What Happened To Creativity? Education Stifles Originality



Human head concept

Samuel Forray

Think back to senior year in high school and applying to different universities.  One thing was drilled into the heads of many students during this process. Be creative in your essay to university. But what does that really mean? Do we even know what it actually means to be creatives anymore?

In the typical American public school, we have subjects we must study: Mathematics, Sciences, Social Studies, and English. Apart from the core curriculum, you have other options to fill up your schedule: music, art and theater. With these extracurriculars, however, is not real creativity.  How do you create a rubric to judge creativity?  Some critics will respond with, “It is the judgement of technique and excellence,” but that is not real creativity.  According to the Oxford Dictionary, creativity is “the use of imagination or original ideas to create something; inventiveness.”  So, by this definition, our “creative” classes are not really creative at all.  In band, music is picked for us to play.  In art, we are told what to create and the “correct” way to do it.  In theater, we are taught to be confined to the director’s imagination for characters.  Here lies the problem.  Schools have been killing creativity out of students for years and only expect creativity to be exposed when called upon.  

Our education system teaches young students how to make things “proper.”  Rules are placed on students on what they can and cannot do which is reinforced by a letter or number that represents us. “Creative writing assignments” follow a format of a certain number of sentences and a specific topic picked for the student.  Somewhere along the way, education switched from being a process of thinking for oneself and redefining common perceptions to a grind of memorization to achieve a score that will allow you to move onto the next phase of life. Schools have become like videogames, at which you need a certain score to pass onto the next level.  College applications became a challenge of how good my scores can be and how many clubs can I shove into a 24-hour day.  

We, as students, arrive to our respective universities ready to continue our ways of old. Our first essay is assigned and we write about what we have been taught and, in the format, we were taught. Grades come back, and we receive the first terrible score of our educational lives and what is all over the essay? Comments like “no creativity” or “weak writing.” At first, we are distraught but, in reality, it is true. Your professor will grade hundreds of papers throughout the year and most will be written similar to the others. In order to impress, one must be innovative in one’s work thus spawning creativity in us for the first time in years.

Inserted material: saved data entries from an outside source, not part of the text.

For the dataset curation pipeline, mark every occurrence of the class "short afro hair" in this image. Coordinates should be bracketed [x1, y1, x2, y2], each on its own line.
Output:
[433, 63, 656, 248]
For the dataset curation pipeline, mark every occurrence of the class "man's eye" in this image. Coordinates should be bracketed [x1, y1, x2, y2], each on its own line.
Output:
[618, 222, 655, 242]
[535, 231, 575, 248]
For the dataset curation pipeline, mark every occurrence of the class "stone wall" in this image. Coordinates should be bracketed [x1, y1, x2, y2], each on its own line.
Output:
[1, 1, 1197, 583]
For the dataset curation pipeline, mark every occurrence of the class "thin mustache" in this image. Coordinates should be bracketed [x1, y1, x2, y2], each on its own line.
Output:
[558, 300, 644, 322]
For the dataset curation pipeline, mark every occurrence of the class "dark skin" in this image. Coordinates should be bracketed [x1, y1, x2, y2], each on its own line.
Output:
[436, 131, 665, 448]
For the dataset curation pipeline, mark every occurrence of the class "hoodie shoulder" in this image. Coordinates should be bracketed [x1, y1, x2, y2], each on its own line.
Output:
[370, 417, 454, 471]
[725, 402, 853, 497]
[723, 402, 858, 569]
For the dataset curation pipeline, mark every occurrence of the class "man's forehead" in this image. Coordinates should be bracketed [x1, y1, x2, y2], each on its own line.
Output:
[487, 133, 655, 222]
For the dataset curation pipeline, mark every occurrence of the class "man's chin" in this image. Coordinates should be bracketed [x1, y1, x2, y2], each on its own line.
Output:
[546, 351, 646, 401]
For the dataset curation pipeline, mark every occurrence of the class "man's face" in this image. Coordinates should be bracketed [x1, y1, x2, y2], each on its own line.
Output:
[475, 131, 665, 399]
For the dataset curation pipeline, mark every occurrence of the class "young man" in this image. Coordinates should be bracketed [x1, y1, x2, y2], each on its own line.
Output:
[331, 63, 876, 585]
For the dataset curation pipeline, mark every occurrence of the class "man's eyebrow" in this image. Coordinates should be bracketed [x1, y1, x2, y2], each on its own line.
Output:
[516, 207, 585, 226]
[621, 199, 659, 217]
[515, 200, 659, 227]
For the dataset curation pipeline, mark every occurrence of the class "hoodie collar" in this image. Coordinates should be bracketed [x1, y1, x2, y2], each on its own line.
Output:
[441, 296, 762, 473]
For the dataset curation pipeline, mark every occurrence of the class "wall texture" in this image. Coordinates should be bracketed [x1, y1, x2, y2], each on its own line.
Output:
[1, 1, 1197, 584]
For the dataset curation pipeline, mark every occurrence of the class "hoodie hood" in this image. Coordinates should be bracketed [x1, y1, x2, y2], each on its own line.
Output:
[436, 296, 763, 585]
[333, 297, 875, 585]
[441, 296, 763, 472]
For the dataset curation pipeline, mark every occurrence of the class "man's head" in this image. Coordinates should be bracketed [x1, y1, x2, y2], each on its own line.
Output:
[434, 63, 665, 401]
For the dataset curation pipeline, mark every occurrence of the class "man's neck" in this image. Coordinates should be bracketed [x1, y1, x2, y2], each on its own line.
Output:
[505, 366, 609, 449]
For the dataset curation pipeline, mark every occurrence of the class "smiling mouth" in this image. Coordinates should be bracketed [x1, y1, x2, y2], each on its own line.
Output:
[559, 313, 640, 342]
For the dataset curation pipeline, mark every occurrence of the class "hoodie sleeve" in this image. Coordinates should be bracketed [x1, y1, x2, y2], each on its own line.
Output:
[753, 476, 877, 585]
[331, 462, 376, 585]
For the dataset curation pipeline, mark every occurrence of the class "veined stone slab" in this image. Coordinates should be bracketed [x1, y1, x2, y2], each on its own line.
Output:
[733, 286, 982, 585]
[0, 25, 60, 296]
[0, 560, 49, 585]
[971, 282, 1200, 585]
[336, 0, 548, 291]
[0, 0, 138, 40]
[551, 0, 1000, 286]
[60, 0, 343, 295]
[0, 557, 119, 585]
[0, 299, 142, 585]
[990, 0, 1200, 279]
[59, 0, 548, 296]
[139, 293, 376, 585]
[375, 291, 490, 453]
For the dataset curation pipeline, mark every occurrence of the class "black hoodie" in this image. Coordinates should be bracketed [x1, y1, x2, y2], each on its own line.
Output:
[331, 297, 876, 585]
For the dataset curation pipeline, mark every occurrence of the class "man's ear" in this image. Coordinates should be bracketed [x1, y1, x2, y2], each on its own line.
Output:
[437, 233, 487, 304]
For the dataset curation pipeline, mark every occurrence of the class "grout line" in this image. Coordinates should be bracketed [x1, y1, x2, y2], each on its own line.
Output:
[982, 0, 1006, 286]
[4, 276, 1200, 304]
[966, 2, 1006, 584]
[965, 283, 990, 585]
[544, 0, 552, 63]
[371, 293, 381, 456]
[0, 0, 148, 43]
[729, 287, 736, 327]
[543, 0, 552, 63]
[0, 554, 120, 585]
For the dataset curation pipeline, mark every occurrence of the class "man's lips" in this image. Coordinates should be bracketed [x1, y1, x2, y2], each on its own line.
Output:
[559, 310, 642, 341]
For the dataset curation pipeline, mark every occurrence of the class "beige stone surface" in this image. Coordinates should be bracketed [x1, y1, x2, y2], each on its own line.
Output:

In the American school system, we have become obsessed with a cookie- cutter mold. Go to class, get good grades, go to college, and get a job.  What happens if a kid strays from that model?  We worry if they have learning disorders and try to push them towards our self-made rules until they eventually conform. They are simultaneously told by their educators not to conform and be their own person.  It has become a hypocritical system with average benefits but little to no happiness involved.  

If there is anything I would like to see in the future, it is to reinforce the idea so adamantly perpetuated by Sir Ken Robinson, international advisor on education.  Robinson said, “If you’re not prepared to be wrong, you’ll never come up with anything original.”  It is time to allow students to flourish in their own ways and allow these young learners to retain their creative nature long after their traditional education is completed, saving them from the struggle so many of us face because of our former education.